This may have been the doctrine during the Cold War it is very much modified now. Trains are the prime movers only really in the base country to get equipment to ports which then deploy to the closest seaport or landing area to deploy the equipment cheaply and with minimal disruption to civilian traffic. While prepositioning equipment is still used it is not as prevalent because of vulnerability to not only attack but being not in the right place and usually having to bring the people needed to operate it, which means the equipment is not instantly available as it typically needs to be inspected fueled armed ect. The US military has found it is better in many regards to simply ship the units equipment and operators together. Trains are not really used in theaters anymore equipment is moved by truck mainly in theatre for two reasons flexibility and redundancy. The trucks don't have to get modern equipment all the way to the front just close. When one breaks down the rest still move and if a road is blocked or destroyed trucks have an ability to make their way around similar to how ants work. Another reason that is not mentioned much is parallelism of movement whereas trucks are not restricted to just main roads but can utilize smaller arteries to spread the logistics train in such fashion as to make it difficult target and cut significantly in volume.
Your post that's swarmed into a single hive makes a number of valid points such as rail infrastructure being used in the base country to get heavy weapons and other vehicles to port and shipped out. Yet for NATO countering a Russian cross border advance into the Baltics NATO would be receiving not shipping.
And if Russia can obstruct, disable or preclude shipping to Rotterdam and other key ports along the Baltic Nato is going to be hard pressed to get its hands on the heavy weapons and equipment it will need to confront the Russian invader successfully. Perhaps some Baltic states ports could be held open as in Pusan in the Korean Conflict but their capacity to receive is definitely limited.
Which brings us back to air superiority which you don't mention in any way and that is the first priority of Nato air forces, accomplished namely and as I pointed out by the US, UK, France, Italy. Allied air superiority as the first strategic order of priority would enable their air attack forces to penetrate the Russian base homeland to destroy their rail infrastructure network. Indeed Russia needs it rail system and network more than Nato needs its own.
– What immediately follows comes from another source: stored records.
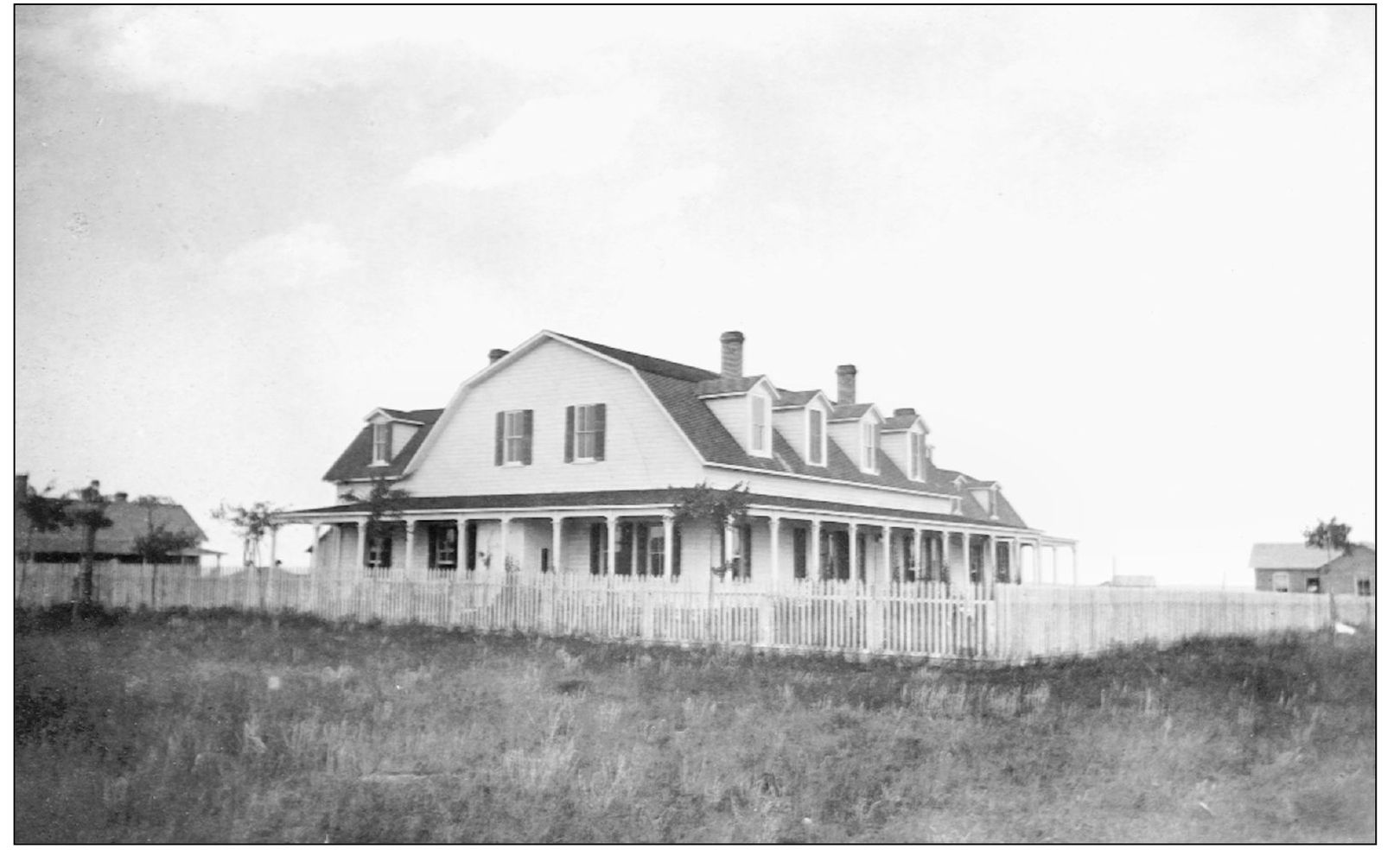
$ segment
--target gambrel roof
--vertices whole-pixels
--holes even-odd
[[[977,501],[969,493],[970,486],[959,487],[953,484],[953,479],[960,473],[935,469],[927,453],[921,453],[921,458],[924,459],[924,473],[928,476],[927,481],[916,481],[906,477],[904,472],[883,451],[876,451],[875,453],[879,472],[865,473],[855,466],[850,455],[841,451],[837,441],[830,437],[827,438],[826,465],[809,465],[792,442],[784,438],[781,431],[777,428],[773,428],[773,455],[770,458],[750,455],[745,451],[743,445],[741,445],[739,441],[729,434],[714,411],[710,410],[704,397],[731,392],[746,392],[749,388],[756,385],[757,381],[763,379],[763,375],[722,378],[717,372],[696,368],[693,365],[672,362],[547,330],[528,340],[525,346],[511,351],[511,354],[505,360],[501,360],[497,365],[489,367],[489,372],[498,372],[500,367],[507,365],[510,358],[514,358],[514,355],[528,350],[528,347],[538,343],[538,339],[540,337],[552,337],[566,344],[582,347],[631,368],[647,389],[651,390],[666,414],[669,414],[675,425],[685,434],[686,439],[700,455],[700,459],[706,463],[766,470],[778,474],[839,480],[844,483],[920,494],[958,497],[962,500],[960,512],[969,521],[981,519],[1001,526],[1026,526],[1021,521],[1019,515],[1016,515],[1015,509],[1012,509],[1011,504],[1007,502],[1000,493],[997,498],[998,518],[993,521],[987,512],[977,505]],[[820,393],[819,389],[776,389],[776,407],[805,404]],[[822,397],[825,399],[826,396],[822,395]],[[843,418],[860,418],[871,410],[874,410],[875,416],[879,417],[879,410],[869,403],[832,404],[830,418],[833,421],[840,421]],[[421,421],[424,427],[419,430],[413,439],[409,441],[403,451],[400,451],[388,466],[368,466],[372,442],[370,428],[365,427],[330,467],[325,479],[328,481],[347,481],[353,479],[403,474],[403,470],[419,453],[423,441],[427,439],[428,432],[442,414],[442,410],[410,410],[395,413],[402,414],[403,417],[410,417],[413,421]],[[888,428],[889,425],[885,423],[882,427]]]
[[[351,481],[356,479],[378,479],[381,476],[403,476],[405,467],[413,460],[417,453],[419,446],[427,439],[428,431],[437,423],[438,417],[442,416],[442,410],[391,410],[388,407],[379,407],[379,411],[388,416],[421,425],[417,432],[409,439],[407,444],[393,456],[388,465],[379,467],[371,467],[370,459],[374,455],[374,432],[370,425],[360,428],[360,434],[350,441],[350,446],[340,453],[336,463],[330,465],[326,474],[322,477],[325,481]]]
[[[186,532],[195,536],[195,544],[183,549],[186,554],[199,551],[199,546],[209,542],[209,536],[199,523],[190,518],[185,507],[178,502],[143,504],[134,501],[111,501],[104,514],[111,519],[112,526],[105,526],[97,532],[94,553],[98,554],[130,554],[132,544],[146,532],[155,528],[167,530]],[[29,519],[15,507],[14,533],[17,543],[32,542],[31,550],[35,554],[52,553],[81,553],[83,528],[66,526],[53,533],[35,533],[28,536]],[[24,536],[24,539],[18,539]]]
Nato's first challenge to save the Baltic states is to fight its way through Kaliningrad while holding off or repelling Russian troops traversing Belarus, which only a safely ashore second wave can do. It's the second wave that would use prepositioned stores of vehicles, ammunition, supplies -- beans, bullets and bandages -- as it's a given the forces that are the first responders haven't the time, resources or personnel to crank up and move the stores in the opening hours or days.
So rail transport and delivery via the Russian base is much more of a vital factor to the Russians than it is to the Nato allies. The challenge to the Allies is to get its stuff and forces ashore via viable ports and to sustain landings in more than one cycle of delivery, to include supplies and sustainment of course.
Additionally and I don't know but it's conceivable Nato has a Plan X as in cross your fingers to enter Russia via Scandanavia to access the Baltic states by land from their east while staging a diversion or an actual Baltic seaborn approach from the north. While that would be a militarily smart operation it would be extreme, but then again there are many variables to another conflict in Europe-Eurasia some of which could be extreme indeed. One variable would be to give in to Russia which would be catastrophic for sure.